We learned to set grounding cords to anchor us to the earth, to make our thoughts vanish by putting them in a rose and blowing it up, and to bring in the energy of the sun by imagining golden light coming in through our crown chakras. So far so good. If given a task of imagining something, I could keep my thoughts at bay. Maybe I could do this after all.

Before each class, the students at the Center gather to give and to receive healings and energy checks. After three classes, I had my energy checked by a perky blonde who looks like Julia Duffy in the ’80’s series ‘Newhart’. First she saw the color green around me. Every time I have a reading, I’m surrounded by green and I have yet to find out what this means. Then she said that she saw cow pies on top of my head (I don’t know what this means either), and a bunch of chipmunks scurrying around inside my head. According to ‘Julia’, the chipmunks are uninvited spirit guides, and they’re not happy because I’m not paying as much attention to them as I did in the past.

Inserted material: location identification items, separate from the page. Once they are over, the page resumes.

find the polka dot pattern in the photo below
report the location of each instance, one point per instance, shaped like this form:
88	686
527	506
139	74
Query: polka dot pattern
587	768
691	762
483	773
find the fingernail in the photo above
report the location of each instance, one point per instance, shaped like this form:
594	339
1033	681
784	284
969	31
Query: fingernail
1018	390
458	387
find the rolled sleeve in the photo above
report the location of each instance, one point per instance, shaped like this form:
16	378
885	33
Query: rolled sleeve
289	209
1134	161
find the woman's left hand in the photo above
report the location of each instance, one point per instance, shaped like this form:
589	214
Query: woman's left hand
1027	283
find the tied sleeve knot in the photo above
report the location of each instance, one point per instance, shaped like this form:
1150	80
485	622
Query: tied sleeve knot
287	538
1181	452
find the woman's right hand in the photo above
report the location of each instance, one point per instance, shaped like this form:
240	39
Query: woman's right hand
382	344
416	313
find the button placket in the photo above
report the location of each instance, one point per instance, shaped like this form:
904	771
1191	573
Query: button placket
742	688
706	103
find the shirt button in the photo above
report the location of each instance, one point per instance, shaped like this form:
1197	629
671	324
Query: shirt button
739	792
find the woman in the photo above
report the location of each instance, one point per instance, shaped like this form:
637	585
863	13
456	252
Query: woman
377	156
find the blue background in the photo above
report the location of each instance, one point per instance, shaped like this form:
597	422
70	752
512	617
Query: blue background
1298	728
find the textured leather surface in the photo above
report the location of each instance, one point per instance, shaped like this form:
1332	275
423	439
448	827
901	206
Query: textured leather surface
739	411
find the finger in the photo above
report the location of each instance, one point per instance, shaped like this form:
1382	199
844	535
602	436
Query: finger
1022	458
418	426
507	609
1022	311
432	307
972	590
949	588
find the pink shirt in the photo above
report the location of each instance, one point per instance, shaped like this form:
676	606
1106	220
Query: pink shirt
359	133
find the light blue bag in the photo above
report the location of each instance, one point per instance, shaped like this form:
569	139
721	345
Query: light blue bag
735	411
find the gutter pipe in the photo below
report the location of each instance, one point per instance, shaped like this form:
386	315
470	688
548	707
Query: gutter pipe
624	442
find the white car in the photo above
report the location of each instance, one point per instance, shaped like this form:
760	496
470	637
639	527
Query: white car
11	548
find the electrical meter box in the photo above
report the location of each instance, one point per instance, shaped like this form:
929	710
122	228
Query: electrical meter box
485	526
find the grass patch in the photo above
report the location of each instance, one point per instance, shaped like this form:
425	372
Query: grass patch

And she saw my father who’s been dead for over 20 years. He, too, was trying to get my attention, waving his arms saying, “I can help. Let me help.” At the time I understood this to mean that he wanted to help me with my healing hands class. Later I realized that his intention was to inform me that I could call upon him to help heal from the trauma of our past lives together.

So, I have a lot of work to do. I need to get the chipmunks under control, and I have to find a way to forgive my father. I would guess that those past lifetimes with him are the very reason I’ve been avoiding meditation in the first place.